April 26, 2024

Know thy neighbor

I have a regret. I’ve always been told not to dwell on regrets, but if I don’t learn from them, then it’s a waste of an emotion. Like many regrets, it began at a bar. Thankfully for me, this regret does not involve a night of debauchery, but a missed opportunity.

I was at UpDown in Des Moines last summer. For those of you unfamiliar, this is a place where millennials and generation Xers such as myself can go to relive our childhood. The place is filled with arcade-style video games, TVs playing movies from the early 1990s and projectors turn the walls into giant Nintendo 64 Mario Kart tournaments. It’s a bit of a nerd fantasy.

I was at the token machine preparing for a round of Simpson’s Arcade when I made eye contact with a young man. He appeared a bit nervous and perhaps socially awkward. I said hello, and he replied with the same pleasantry in a thick sub-Saharan accent. He was by himself, and following our exchange, he quickly walked away.

Later that evening, my friends and I needed a reprieve from the thumb crunching arcade games, so we retreated to the retro-80s plaid sofa in the corner which doubled as a Super Mario Bros. gaming station.

As we played on the console television, I noticed the man was sitting in a chair next to us, staring outward into the sea of bar patrons. We made eye contact a few more times, and a look of hesitant eagerness came into his eyes. He was still alone. A bar employee came up to the man, pat him on the shoulder and asked if he was OK. He replied simply, “yes,” and the bar associate moved on.

As he sat there I kept repeating in my mind, “Invite him to play, Mike. He looks like he’d enjoy the company.”

I wanted to hand him the controller, but I lost my opportunity as he walked away, and we didn’t see him the rest of the night.

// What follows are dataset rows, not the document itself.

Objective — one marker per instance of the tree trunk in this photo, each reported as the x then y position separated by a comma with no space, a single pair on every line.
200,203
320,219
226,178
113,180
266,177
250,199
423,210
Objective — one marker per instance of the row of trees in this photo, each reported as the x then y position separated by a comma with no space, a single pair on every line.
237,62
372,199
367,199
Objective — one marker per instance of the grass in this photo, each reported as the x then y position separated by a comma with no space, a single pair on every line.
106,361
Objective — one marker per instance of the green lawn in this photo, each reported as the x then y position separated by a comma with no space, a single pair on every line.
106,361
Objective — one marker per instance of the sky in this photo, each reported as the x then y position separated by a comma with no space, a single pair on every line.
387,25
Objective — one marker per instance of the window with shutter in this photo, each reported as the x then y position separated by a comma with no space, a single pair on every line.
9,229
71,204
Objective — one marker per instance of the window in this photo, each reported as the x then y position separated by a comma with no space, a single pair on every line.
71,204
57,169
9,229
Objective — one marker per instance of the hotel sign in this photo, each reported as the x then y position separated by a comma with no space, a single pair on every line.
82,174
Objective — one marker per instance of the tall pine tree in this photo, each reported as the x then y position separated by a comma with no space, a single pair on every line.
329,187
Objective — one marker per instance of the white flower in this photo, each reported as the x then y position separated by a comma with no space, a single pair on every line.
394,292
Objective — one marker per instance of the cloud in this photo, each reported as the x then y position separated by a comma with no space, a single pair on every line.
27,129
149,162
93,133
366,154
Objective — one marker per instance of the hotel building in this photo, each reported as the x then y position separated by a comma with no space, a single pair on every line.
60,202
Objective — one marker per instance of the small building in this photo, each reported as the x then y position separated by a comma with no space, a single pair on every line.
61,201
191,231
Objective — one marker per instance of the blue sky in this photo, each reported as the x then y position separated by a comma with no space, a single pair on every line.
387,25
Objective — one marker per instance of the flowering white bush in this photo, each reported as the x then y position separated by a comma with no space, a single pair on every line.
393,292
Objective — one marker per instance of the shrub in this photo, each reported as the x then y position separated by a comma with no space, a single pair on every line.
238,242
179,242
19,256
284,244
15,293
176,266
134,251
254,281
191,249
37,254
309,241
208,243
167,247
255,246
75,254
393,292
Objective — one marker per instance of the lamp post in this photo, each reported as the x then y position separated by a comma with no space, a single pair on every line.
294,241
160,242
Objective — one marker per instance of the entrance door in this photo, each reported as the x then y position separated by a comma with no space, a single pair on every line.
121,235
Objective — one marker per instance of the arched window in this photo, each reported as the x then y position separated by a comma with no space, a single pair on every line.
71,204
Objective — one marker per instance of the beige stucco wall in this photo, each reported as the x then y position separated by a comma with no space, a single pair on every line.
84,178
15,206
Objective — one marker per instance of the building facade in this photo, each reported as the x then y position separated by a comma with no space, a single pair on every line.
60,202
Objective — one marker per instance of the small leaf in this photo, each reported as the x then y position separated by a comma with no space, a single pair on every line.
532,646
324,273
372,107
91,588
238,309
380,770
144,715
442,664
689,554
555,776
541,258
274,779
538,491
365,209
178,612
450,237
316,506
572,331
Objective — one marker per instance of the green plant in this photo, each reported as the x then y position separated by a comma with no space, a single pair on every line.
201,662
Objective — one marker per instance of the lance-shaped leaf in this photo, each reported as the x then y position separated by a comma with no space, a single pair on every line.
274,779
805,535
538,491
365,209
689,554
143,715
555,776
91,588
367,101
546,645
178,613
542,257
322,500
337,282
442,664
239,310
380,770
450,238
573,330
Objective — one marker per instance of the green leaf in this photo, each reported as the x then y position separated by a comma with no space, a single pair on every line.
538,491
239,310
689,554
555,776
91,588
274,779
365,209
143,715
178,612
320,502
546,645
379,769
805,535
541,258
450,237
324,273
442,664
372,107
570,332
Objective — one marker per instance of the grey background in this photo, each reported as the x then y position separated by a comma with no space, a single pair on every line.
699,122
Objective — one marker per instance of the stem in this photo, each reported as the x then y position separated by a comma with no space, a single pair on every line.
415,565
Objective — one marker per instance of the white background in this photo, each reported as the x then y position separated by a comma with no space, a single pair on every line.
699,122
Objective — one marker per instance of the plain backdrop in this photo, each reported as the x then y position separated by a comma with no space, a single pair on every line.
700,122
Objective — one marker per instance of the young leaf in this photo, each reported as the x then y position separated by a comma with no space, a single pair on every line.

Maybe it was the journalist in me, but after he’d gone I wondered who he was and what was his story. Or it could have been my regret for not extending a hand.

I thought of the man again while covering last year’s Prairie Days in Prairie City, as I saw what true community is about. People were embracing in the street like they hadn’t seen one another in years. I recall a one man saying to another, “I’m glad you came down here because you would have been in a ton of trouble.” People were even yelling my name from across Garden Square, patting me on the shoulder with good greetings.

I may be new to town, but this felt like home. But I think back to that basement bar where I could have brought a piece of community to a quiet young man. Could I have made him feel at home?